Digital Pigeon incident

Delays generating previews...

Minor Resolved View vendor source →

Digital Pigeon experienced a minor incident on October 26, 2018 affecting Oceania Transcoding Servers and South East Asia Transcoding Servers and 1 more component, lasting 1h 8m. The incident has been resolved; the full update timeline is below.

Started
Oct 26, 2018, 10:26 PM UTC
Resolved
Oct 26, 2018, 11:34 PM UTC
Duration
1h 8m
Detected by Pingoru
Oct 26, 2018, 10:26 PM UTC

Affected components

Oceania Transcoding ServersSouth East Asia Transcoding ServersUSA West Transcoding ServersEurope Transcoding Servers

Update timeline

  1. investigating Oct 26, 2018, 10:26 PM UTC

    We are investing reports that its taking longer than usual for previews to appear.

  2. monitoring Oct 26, 2018, 10:44 PM UTC

    It appears that there was an issue with the process that manages the workers in the transcoding cluster which caused it to stop raising alarms as the 'time on queue' grew.
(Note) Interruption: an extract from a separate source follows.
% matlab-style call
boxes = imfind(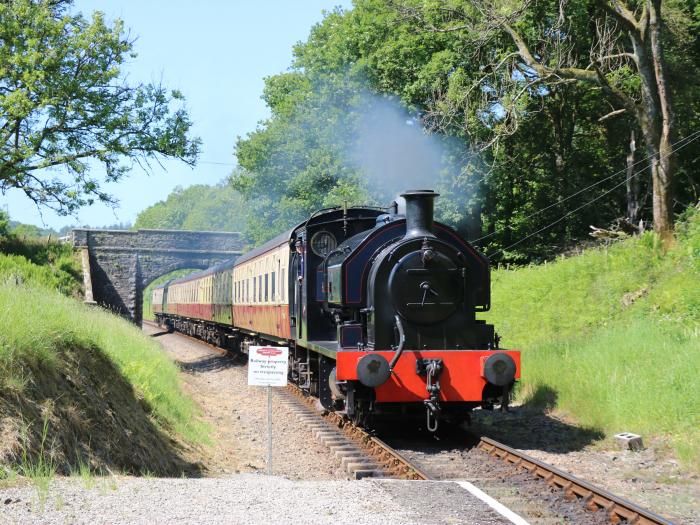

This in turn stopped it from adding workers to the cluster as needed which slowed down the preview process. We are continuing to investigate the issue with the management cluster to prevent this from happening again in the future, but for now a reboot of the cluster seems to have resolved the issue.

  3. resolved Oct 26, 2018, 11:34 PM UTC

    This incident has been resolved, unfortunately our automated monitoring systems didn't alert us to this issue which meant it took longer than usual for an ops engineer to intervene. The automated monitoring system was configured to raise alarms when it detected long queue times but it was not configured to raise an alarm for missing queue stats (indicating that the process manager had stopped reporting). We've extended our monitoring alarms to alert us if this situation occurs again in the future. Our apologies for the inconvenience.